PHOTO OBSESSION de Mark Romanek (2001)
Avec :
Robin Williams, Connie Nielsen, Michael Vartan, Gary Cole, Eriq La Salle, Dylan Smith, Alec Boyadjian, Nico Boyadjian, Robert Clotworthy,
Seymour Parish tient, dans un supermarché situé au cœur d'une banlieue aisée, le rayon photographie. Il est donc chargé de développer les photos que lui laissent ses clients, allant de la mère de famille à l'adepte de porno amateur. Grâce à son métier, Parish peut suivre les vacances, les fêtes et les évènements importants des vies de ses clients. Solitaire et mal à l'aise en société, il s'est entiché de la famille Yorkin, et collecte, à leur insu, des doubles de toutes leurs photos depuis des années. Mais, derrière les apparences d'une famille parfaite, riche et aimante, la vie des Yorkins est loin d'être aussi idyllique que Parish le croit. Quelque chose va se casser en lui lorsqu'il va s'en rendre compte...
Mon avis
Une variation sur le thème du voyeurisme au cinéma. Un sujet qui a fait la gloire du septième art, avec notamment des œuvres majeures telles que « Fenêtre sur cour » d’Alfred Hitchcock, "Blue Velvet" de David Lynch, « Le voyeur » de Michael Powell. « Voyeurisme », tel le cinéma et sa caméra qui observe sans être vue, qui s’immisce dans des espaces qui nous seraient interdits. Normal que certains grands cinéastes se soient penchés sur cet œil pervers qui observe, presque illégitimement, comme un viol. Dans « Blue Velvet », Lynch avait magnifiquement relié tous ces points symboliques pour proposer une couche de plus au sublime « Fenêtre sur cour » d’Hitchcock qu’il vénère. Le voyeurisme, résultante d’une société moderne, où le développement des villes et des populations débouche sur une plus grande proximité qui, paradoxalement, engendre inexorablement une augmentation de la solitude. « Proximité », « solitude », « voyeurisme », profondément unis dans la société moderne, un thème universel, pour quelques cinéastes qui recherchent l’intimité avec leur temps.
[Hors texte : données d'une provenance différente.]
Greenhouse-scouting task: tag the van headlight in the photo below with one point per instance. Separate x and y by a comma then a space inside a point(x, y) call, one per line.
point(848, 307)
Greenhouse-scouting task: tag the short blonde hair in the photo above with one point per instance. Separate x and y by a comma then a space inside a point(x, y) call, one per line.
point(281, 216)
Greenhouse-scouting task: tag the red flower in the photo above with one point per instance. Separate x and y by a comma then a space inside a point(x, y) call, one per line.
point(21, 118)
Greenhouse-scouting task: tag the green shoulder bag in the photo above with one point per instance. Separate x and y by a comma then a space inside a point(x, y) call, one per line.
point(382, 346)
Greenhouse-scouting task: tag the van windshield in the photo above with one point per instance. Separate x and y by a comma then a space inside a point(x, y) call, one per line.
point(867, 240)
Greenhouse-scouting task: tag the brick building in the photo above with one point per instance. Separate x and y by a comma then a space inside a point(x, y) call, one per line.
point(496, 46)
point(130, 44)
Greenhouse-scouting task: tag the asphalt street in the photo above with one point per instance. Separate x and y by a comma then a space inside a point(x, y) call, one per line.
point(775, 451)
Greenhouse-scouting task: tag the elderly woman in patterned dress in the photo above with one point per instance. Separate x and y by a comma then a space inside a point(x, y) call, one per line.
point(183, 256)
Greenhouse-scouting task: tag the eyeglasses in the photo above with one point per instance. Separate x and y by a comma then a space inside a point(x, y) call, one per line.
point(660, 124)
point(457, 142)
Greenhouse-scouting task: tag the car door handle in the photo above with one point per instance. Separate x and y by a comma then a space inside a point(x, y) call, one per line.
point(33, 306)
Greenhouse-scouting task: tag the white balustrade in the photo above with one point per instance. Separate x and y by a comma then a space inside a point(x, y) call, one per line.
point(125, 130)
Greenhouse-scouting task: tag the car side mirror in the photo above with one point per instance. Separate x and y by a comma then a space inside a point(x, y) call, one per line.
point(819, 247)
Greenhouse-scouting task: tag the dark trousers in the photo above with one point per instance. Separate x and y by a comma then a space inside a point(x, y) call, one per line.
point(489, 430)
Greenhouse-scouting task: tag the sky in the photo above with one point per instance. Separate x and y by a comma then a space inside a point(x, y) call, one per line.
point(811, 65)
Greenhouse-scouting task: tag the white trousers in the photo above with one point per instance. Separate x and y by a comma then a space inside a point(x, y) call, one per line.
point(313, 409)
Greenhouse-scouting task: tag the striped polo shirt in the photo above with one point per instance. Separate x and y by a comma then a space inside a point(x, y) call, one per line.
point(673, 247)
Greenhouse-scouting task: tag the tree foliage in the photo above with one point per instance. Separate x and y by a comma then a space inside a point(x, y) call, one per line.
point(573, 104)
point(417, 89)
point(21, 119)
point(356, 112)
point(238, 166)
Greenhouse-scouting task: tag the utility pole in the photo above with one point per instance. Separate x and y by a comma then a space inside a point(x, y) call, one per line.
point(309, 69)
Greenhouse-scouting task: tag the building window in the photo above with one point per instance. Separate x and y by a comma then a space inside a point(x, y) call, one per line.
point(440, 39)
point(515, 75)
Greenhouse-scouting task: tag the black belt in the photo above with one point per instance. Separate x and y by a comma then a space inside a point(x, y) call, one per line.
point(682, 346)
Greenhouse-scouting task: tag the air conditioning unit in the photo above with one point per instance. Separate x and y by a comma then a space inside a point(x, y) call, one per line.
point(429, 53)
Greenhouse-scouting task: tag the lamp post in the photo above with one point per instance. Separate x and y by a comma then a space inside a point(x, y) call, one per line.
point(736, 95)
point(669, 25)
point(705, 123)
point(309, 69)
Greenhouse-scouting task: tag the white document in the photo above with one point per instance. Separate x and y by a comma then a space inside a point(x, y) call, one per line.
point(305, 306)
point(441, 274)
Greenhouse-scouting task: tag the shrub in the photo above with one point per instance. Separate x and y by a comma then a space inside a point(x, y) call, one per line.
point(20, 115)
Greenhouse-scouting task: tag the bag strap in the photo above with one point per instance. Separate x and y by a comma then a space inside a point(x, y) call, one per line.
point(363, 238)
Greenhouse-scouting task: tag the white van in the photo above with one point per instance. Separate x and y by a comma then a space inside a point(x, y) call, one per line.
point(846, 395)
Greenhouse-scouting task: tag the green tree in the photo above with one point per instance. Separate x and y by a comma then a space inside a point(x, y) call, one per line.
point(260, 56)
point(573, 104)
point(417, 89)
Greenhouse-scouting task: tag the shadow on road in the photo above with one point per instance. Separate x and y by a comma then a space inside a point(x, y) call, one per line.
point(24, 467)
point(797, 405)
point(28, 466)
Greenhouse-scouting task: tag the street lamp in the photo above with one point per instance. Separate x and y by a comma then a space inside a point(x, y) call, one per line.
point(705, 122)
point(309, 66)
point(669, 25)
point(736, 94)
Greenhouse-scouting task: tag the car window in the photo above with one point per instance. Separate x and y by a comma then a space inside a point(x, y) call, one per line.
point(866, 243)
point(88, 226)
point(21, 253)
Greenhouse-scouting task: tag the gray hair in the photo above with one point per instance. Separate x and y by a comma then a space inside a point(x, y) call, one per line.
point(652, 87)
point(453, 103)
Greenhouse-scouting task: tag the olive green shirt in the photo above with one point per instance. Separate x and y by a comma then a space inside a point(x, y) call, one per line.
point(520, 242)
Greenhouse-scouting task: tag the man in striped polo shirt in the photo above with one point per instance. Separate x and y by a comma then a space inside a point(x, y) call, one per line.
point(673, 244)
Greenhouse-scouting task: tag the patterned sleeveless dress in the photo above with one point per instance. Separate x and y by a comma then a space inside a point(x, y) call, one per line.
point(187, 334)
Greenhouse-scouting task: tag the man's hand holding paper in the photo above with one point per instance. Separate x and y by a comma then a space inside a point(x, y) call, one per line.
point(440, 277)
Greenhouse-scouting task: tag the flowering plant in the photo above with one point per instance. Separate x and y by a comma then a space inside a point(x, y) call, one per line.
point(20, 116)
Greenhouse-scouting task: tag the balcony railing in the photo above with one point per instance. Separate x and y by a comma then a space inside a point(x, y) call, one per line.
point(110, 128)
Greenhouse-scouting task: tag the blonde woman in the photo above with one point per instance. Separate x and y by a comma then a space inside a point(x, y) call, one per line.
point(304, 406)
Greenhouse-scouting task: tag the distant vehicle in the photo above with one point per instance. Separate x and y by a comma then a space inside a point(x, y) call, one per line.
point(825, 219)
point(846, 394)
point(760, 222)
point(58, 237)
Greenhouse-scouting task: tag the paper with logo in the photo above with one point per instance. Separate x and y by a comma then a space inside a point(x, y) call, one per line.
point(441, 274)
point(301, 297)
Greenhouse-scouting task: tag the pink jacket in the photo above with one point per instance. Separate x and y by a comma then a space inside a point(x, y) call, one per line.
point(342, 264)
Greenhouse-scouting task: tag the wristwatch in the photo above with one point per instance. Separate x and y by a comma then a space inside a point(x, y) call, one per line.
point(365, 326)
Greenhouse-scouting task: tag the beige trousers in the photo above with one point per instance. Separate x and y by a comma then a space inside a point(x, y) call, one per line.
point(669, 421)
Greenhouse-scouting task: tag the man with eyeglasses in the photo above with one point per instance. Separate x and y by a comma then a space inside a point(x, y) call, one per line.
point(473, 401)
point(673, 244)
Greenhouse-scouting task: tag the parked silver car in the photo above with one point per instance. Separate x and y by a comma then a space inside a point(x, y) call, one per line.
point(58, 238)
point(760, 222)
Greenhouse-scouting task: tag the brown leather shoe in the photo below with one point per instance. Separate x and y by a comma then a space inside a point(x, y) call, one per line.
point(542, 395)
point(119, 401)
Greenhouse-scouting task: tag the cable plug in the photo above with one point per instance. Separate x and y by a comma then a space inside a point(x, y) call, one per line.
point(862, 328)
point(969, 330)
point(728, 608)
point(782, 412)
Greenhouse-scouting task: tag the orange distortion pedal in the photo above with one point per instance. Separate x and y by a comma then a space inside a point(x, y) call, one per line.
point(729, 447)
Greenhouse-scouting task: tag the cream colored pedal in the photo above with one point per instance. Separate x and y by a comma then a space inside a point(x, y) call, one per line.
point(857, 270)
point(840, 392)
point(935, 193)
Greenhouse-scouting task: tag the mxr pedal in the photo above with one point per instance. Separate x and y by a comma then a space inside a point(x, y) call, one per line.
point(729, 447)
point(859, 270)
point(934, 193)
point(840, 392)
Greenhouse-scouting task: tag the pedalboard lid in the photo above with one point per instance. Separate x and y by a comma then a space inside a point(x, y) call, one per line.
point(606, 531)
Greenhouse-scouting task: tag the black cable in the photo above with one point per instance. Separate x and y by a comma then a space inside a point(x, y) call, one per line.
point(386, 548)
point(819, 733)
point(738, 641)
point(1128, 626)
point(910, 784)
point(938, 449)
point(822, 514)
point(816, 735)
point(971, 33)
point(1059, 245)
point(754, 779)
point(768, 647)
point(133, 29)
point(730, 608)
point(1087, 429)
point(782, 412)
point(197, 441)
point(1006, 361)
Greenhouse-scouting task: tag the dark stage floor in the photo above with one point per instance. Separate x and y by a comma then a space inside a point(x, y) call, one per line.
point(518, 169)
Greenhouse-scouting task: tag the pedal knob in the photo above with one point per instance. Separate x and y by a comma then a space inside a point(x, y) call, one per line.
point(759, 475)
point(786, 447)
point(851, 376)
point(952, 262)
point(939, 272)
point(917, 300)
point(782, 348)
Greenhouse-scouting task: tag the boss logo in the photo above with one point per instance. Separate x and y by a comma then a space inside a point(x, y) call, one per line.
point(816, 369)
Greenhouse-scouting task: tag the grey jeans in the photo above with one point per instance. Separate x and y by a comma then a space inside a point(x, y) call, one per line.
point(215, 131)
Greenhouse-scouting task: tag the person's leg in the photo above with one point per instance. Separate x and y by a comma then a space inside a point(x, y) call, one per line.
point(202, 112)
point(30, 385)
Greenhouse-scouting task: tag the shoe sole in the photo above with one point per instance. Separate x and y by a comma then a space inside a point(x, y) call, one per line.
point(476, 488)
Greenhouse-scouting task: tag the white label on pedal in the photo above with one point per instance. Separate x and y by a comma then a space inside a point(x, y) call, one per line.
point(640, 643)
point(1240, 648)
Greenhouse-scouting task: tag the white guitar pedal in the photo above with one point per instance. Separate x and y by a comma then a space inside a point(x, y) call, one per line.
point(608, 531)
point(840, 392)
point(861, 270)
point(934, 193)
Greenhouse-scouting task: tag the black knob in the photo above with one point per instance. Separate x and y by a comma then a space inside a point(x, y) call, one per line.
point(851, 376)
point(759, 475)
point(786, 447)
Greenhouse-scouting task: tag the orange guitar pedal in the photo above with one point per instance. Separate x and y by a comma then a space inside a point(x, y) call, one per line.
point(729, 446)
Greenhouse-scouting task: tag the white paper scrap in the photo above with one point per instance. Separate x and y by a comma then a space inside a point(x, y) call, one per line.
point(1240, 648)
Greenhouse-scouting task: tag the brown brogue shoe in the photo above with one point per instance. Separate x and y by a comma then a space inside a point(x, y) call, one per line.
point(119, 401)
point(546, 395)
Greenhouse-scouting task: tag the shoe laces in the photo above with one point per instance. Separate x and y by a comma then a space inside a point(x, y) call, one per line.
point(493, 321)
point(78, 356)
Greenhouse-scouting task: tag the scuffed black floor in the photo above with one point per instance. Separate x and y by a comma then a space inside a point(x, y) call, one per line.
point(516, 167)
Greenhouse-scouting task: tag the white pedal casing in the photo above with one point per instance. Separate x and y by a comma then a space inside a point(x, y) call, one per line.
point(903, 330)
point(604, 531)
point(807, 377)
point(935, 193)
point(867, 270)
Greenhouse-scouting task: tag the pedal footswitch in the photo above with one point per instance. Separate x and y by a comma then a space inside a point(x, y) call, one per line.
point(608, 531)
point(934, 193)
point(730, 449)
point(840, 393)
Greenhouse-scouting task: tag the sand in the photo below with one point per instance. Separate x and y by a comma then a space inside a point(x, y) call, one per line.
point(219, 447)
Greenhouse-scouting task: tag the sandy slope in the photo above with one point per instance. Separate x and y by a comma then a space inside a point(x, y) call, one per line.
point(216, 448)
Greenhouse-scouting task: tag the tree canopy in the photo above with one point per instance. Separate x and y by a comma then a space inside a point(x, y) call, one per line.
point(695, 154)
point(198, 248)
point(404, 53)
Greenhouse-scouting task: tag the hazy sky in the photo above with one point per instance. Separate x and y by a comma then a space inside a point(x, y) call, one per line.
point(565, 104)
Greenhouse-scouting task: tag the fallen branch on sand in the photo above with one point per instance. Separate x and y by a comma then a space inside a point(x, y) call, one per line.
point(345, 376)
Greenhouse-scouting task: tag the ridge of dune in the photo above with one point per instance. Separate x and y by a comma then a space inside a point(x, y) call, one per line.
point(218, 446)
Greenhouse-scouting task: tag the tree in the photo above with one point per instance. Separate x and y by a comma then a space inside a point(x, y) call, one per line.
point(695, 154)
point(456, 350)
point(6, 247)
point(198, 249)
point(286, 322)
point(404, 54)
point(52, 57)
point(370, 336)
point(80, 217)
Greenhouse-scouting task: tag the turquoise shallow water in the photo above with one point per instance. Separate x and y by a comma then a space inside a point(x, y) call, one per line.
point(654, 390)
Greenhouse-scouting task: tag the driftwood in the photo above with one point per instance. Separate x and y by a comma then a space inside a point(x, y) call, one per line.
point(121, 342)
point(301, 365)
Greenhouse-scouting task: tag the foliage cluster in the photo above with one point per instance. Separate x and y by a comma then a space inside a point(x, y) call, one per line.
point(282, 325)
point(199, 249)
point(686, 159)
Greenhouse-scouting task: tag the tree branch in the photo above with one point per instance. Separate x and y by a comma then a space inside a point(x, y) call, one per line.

« Voyeurisme » et « solitude », également au menu de ce « Photo obsession », avec de personnage de Seymour Parish qui, dans une solitude absolue, s’est recréé un monde nouveau, un univers artificiel chargé émotionnellement de la vie des autres. Un univers fictif, qu’il s’est petit à petit approprié, qu’il a filtré, pour obtenir finalement un monde idéal dans lequel il recherche par dessus tout à se fondre. Un monde idéal qui bien sûr n’existe pas, avec ses faiblesses humaines auxquelles Parish va lourdement se heurter. Désemparé, blessé de désillusion et de trahison, Parish, obsédé de perfection, va transformer son rêve fictif en cauchemar réel.
Beaucoup de très bonnes choses dans ce film : outre le pari difficile de cheminer sur le symbole du voyeurisme et de la solitude, le réalisateur Mark Romanek, va superbement observer les mécanismes de la désillusion, ces rêves et ces idéaux brisés, dont on n’arrive pas ou difficilement à se remettre.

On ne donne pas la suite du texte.